Super Size Me director Morgan Spurlock has just signed a deal with Walt Disney Studios to develop Princess of North Sudan, the real-life story of father Jeremiah Heaton in his efforts to make his seven-year-old daughter a princess, according to an exclusive from Deadline. Earlier this year, Heaton, a resident of Virginia, traveled to an 800 square mile piece of land between Sudan and Egypt reported to be the last unclaimed territory left in the world.
He and his daughter Emily planted their homemade flag on the territory in July, thenceforth dubbing themselves King Heaton and Princess Emily of Heaton Kingdom.
In order to make the ownership official, Heaton must receive legal recognition from the UN, Egypt, and Sudan. He plans to garner support by forming positive relationships with neighboring residents through his idea of an experimental agricultural production center within the desert environment.

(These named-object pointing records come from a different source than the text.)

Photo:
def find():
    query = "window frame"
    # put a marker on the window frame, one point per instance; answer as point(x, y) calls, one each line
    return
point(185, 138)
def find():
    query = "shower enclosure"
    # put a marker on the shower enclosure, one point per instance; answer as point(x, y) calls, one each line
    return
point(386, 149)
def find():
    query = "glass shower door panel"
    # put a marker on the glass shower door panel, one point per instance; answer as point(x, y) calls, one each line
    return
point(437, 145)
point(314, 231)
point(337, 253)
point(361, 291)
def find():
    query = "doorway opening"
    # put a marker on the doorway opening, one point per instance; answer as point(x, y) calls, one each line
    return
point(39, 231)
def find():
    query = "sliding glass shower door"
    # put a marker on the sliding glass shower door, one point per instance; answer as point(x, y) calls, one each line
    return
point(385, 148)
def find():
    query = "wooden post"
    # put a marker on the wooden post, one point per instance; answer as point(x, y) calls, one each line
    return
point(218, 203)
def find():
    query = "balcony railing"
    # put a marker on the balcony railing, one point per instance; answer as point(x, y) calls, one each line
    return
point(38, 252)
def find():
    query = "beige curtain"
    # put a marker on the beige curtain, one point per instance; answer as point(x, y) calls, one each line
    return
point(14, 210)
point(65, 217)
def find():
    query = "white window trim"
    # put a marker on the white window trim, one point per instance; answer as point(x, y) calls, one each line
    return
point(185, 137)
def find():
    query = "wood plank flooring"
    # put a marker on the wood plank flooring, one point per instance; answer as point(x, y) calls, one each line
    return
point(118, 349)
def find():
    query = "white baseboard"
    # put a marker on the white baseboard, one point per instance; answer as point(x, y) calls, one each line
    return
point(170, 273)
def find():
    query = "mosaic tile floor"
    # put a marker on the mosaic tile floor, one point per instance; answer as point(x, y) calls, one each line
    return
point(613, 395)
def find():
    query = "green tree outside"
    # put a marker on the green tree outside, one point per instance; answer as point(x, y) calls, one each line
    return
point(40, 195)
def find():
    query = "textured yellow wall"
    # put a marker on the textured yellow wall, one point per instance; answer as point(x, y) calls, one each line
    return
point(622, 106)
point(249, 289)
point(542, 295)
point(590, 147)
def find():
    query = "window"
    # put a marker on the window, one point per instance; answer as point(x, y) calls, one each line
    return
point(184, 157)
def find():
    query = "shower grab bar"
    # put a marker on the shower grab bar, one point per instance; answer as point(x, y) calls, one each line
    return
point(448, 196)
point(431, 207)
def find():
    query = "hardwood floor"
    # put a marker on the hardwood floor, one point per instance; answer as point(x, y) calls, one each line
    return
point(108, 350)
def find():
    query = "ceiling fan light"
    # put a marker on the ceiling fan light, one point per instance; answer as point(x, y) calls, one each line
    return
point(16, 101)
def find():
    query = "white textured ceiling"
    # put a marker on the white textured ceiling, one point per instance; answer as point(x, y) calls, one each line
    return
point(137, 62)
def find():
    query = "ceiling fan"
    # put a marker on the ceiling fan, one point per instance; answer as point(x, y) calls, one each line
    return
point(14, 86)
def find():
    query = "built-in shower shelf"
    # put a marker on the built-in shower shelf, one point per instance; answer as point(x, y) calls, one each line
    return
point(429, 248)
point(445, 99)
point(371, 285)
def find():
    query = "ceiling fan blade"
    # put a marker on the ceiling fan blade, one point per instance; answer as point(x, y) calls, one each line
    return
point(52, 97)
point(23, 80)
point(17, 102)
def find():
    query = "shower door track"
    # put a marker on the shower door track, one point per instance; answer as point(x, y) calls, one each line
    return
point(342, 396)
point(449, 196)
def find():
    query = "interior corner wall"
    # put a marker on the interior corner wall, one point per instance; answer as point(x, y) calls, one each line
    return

While Spurlock could clearly skew this story satirically, as many have called Heaton’s quest racist, he and Disney are promoting the film as a true modern fairy tale. Although Heaton’s intentions may seem misplaced to some, he has claimed in a past interview “I wanted to show my kids I will literally go to the ends of the earth to make their wishes and dreams come true;” assuming middle-of-nowhere Africa is one of those ends. It is still unknown whether Spurlock intends to frame the story in a documentary or as his first feature, so it will be interesting to see if his focus lies in the real-life consequences of this colonialist endeavor, or the pure familial ideals of Heaton, and most likely Disney. In the meantime, Spurlock’s latest documentary I Am Santa Claus, following a year in the lives of five professional Santa Clauses, can now be seen worldwide as of this week.